I have finally got round to putting my draft code online (GitHub). This is probably the weakest part of the project at the moment. In this post I will concentrate on the issues with the sensor code. Here is the full main.c:

// ------- Preamble -------- //
#include <avr/io.h>                  	// Defines pins, ports, etc
#include <util/delay.h>            		// Functions to waste time
#include <stdlib.h>
#include "pinDefines.h"
#include "piezo.h"
#include "nrf24l01.h"
#include <avr/interrupt.h>

volatile uint16_t adcValue = 0;
volatile uint16_t middleValue = 511;
volatile uint16_t highValue = 520;
volatile uint16_t lowValue = 500;
volatile uint16_t noiseVolume = 0;
volatile uint8_t padding = 20;
volatile uint8_t ADCCount = 0;

void sendSignal(void){
	initNRF24L01();
	
	//Reset MOSI pin (PB0) to allow signal to be sent again
	RF_DDR &= ~(1<<RF_MOSI);
	RF_PORT|= (1<<RF_MOSI);
	
	reset();
	uint8_t W_buffer;
	W_buffer=0x01;
	
	int retries; //Send signal multiple times
	for (retries=0;retries<5;retries++){
		transmit_payload(W_buffer);
	}
}


ISR(ADC_vect){
	//Shift result left by 8 bits as using left align - allows full 10 bits to be captured
	adcValue = ADCH;
		
	// moving average -- tracks sensor's bias voltage
	middleValue = adcValue + middleValue - ((middleValue - 8) >> 4);
	
	// moving averages for positive and negative parts of signal
	if (adcValue > (middleValue >> 4)) {
		highValue = adcValue + highValue - ((highValue - 8) >> 4);
	}
	if (adcValue < (middleValue >> 4)) {
		lowValue = adcValue + lowValue - ((lowValue - 8) >> 4);
	}
	
	// "padding" provides a minimum value for the noise volume
	noiseVolume = highValue - lowValue + padding;
	
		// Now check to see if ADC value above or below thresholds 
		// Comparison with >> 4 b/c EWMA is on different scale 
		if (adcValue < ((middleValue - noiseVolume) >> 4)) {
			sendSignal();
		}
		else if (adcValue > ((middleValue + noiseVolume) >> 4)) {
			
			sendSignal();
		
	}
}


int main(void) 
{
	
	initSPI();
	initADC();
	initNRF24L01();
	
  while(1)
  {
	if (adcValue>2000){
		sendSignal();
	}
	
  }

  return 0;
}

ADC ISR is intended to use an exponentially weighted moving average for assessing when the ADC value is significantly high enough. The key parts were taken from the excellent book Make: AVR Programming by Elliott Williams (available on amazon.co.uk) which was my gateway drug into this hobby and which I really can't recommend highly enough.
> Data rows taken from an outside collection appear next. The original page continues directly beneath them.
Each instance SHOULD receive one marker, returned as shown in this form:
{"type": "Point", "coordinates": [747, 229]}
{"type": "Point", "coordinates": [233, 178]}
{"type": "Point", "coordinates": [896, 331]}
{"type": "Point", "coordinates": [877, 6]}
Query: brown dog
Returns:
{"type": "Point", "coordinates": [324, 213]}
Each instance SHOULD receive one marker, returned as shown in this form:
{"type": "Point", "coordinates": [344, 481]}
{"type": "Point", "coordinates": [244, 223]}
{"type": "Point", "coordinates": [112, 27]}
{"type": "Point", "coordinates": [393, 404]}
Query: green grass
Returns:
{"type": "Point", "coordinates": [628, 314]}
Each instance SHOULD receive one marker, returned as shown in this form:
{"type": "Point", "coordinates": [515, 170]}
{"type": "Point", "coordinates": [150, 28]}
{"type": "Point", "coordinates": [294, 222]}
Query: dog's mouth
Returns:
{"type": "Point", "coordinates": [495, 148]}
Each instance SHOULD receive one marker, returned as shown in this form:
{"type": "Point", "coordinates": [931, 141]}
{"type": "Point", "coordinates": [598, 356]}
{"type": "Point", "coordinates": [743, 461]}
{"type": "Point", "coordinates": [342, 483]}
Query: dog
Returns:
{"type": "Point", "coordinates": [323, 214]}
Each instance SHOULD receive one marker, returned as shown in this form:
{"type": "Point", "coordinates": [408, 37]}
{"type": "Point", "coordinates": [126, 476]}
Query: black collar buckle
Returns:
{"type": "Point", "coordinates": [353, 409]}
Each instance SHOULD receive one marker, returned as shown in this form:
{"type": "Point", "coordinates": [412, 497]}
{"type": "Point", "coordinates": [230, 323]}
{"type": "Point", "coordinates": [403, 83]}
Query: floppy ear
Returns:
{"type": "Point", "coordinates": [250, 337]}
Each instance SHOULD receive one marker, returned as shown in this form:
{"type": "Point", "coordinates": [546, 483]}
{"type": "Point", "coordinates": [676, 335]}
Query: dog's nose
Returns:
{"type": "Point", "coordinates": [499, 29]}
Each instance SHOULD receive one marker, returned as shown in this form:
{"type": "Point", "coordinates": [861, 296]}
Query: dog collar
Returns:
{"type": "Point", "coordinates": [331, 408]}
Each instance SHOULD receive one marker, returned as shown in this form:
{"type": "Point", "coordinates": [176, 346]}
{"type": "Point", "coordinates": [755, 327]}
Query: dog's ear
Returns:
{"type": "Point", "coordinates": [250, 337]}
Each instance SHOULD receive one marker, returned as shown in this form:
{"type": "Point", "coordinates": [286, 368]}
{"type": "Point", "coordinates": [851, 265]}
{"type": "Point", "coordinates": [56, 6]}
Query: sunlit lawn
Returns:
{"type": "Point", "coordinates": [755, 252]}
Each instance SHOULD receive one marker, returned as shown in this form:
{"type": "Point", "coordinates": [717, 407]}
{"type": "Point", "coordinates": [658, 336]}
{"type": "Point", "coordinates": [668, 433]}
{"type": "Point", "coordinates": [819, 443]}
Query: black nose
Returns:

The ADC is running in free-running mode. However, as I haven't yet looked at how to put the attiny into sleep mode whilst keeping the ADC running, I have fudged the main loop at the moment by just including a conditional statement that can never be met. This is something I hope to correct over the next week as it is clearly not an efficient way to program.

The other thing you will notice is that the data sent is just a random buffer. Eventually I will send a separate identification code for each sensor so that the bracelet will be able to determine which one has been triggered. However, for reasons I can't quite work out the data received by the bracelet is not the same as that being sent so this is again an issue that needs looking at.

The bracelet is another hornet's nest of patchy coding and I will turn my attention to this once I am happy with the sensor side. The list of things to do seems to be getting longer!